We have developed a Maxwell–Boltzmann theory for thermally induced Rabi frequency fluctuations in the coherent excitation of a single trapped ion with a laser. The model is successfully applied to reproduce the dephasing behavior of Rabi oscillations and to RAP excitation pulses with variable parameters. The latter opens the possibility to make the right choice of pulse parameters to achieve well-defined behavior in terms of robustness and efficiency if the ion temperature and the relation between Rabi frequency and laser power is known. Based on the model, we have carried out numerical simulations which allow for the determination of the robustness against experimental parameter fluctuations. This makes the RAP pulse a very reliable tool for population transfer in quantum experiments with trapped ions. Furthermore, the model offers a new thermometry scheme which operates from closely above the Lamb–Dicke regime to temperatures several times larger than the Doppler cooling limit temperature. It closes a gap between two established methods: The fully coherent measurement method which compares the Rabi frequencies of the red and blue motional sidebands on a given motional mode, which works only in the Lamb–Dicke regime and requires that either the interaction with spectator modes is suppressed or that these are also cooled deeply into the Lamb–Dicke regime. A simpler scheme based on time-resolved fluorescence readout [10, 11] does not require the ability of coherently driving long-lived transitions, but ceases to yield precise answers at temperatures close to and below the Doppler limit.

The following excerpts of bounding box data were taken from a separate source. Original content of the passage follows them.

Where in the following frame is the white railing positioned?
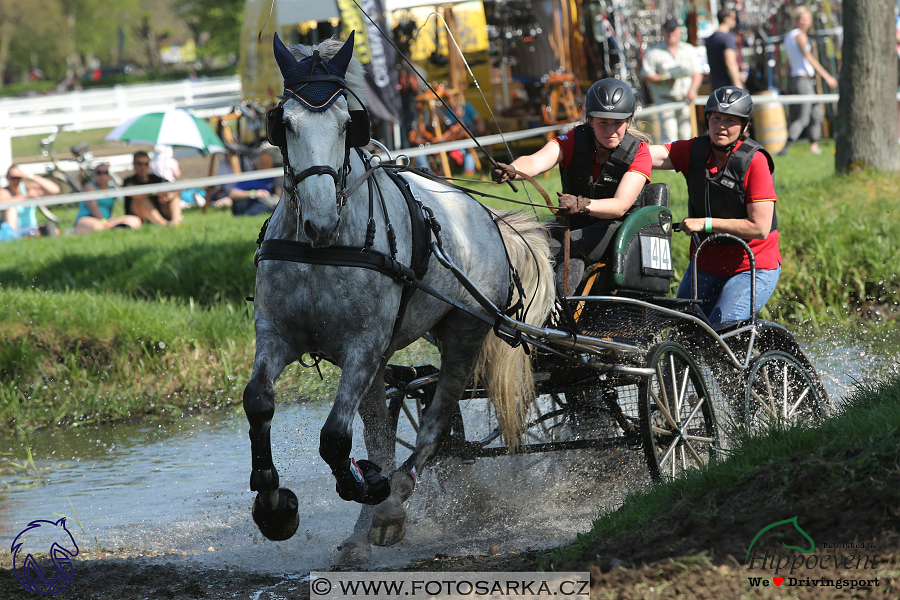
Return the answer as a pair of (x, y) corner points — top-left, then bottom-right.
(0, 75), (241, 169)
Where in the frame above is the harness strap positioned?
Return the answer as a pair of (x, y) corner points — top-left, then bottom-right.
(253, 240), (494, 326)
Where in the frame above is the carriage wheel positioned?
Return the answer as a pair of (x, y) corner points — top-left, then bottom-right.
(744, 350), (826, 429)
(639, 342), (717, 479)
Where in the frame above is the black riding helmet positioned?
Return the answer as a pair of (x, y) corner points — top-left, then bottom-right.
(584, 77), (636, 119)
(703, 86), (753, 150)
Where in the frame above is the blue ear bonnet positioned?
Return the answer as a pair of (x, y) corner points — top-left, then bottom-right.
(284, 56), (347, 112)
(273, 31), (356, 112)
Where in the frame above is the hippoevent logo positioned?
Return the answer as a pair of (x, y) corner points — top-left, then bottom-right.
(10, 517), (78, 595)
(744, 517), (881, 589)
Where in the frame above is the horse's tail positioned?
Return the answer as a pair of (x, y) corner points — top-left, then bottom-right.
(476, 211), (556, 452)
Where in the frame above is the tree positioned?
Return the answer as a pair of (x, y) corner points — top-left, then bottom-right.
(180, 0), (244, 58)
(834, 0), (900, 172)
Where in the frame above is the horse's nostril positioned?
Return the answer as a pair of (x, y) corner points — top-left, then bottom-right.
(303, 221), (318, 240)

Our technique also opens the possibility for the application of quantum control strategies such as optimal control theory for thermal ensembles, e.g., for improving the robustness of quantum gates. Entangling gates are usually the operations in quantum experiments with trapped ions which are the most difficult to realize with considerable fidelity, as the interplay between internal and external degrees of freedom requires the precise knowledge and control of many parameters. Residual thermal excitation of the motional modes leads to a loss of controllability of the system [12]. A recent example of how coherent control strategies can cure the effect of control parameter fluctuations for an entangling quantum gate is given by [13]. The averaging of the coherent dynamics as in (10) for general Hamiltonians in conjunction with optimal control theory [14] could lead to the development of gate schemes which are more robust in the thermal regime than current ones [2].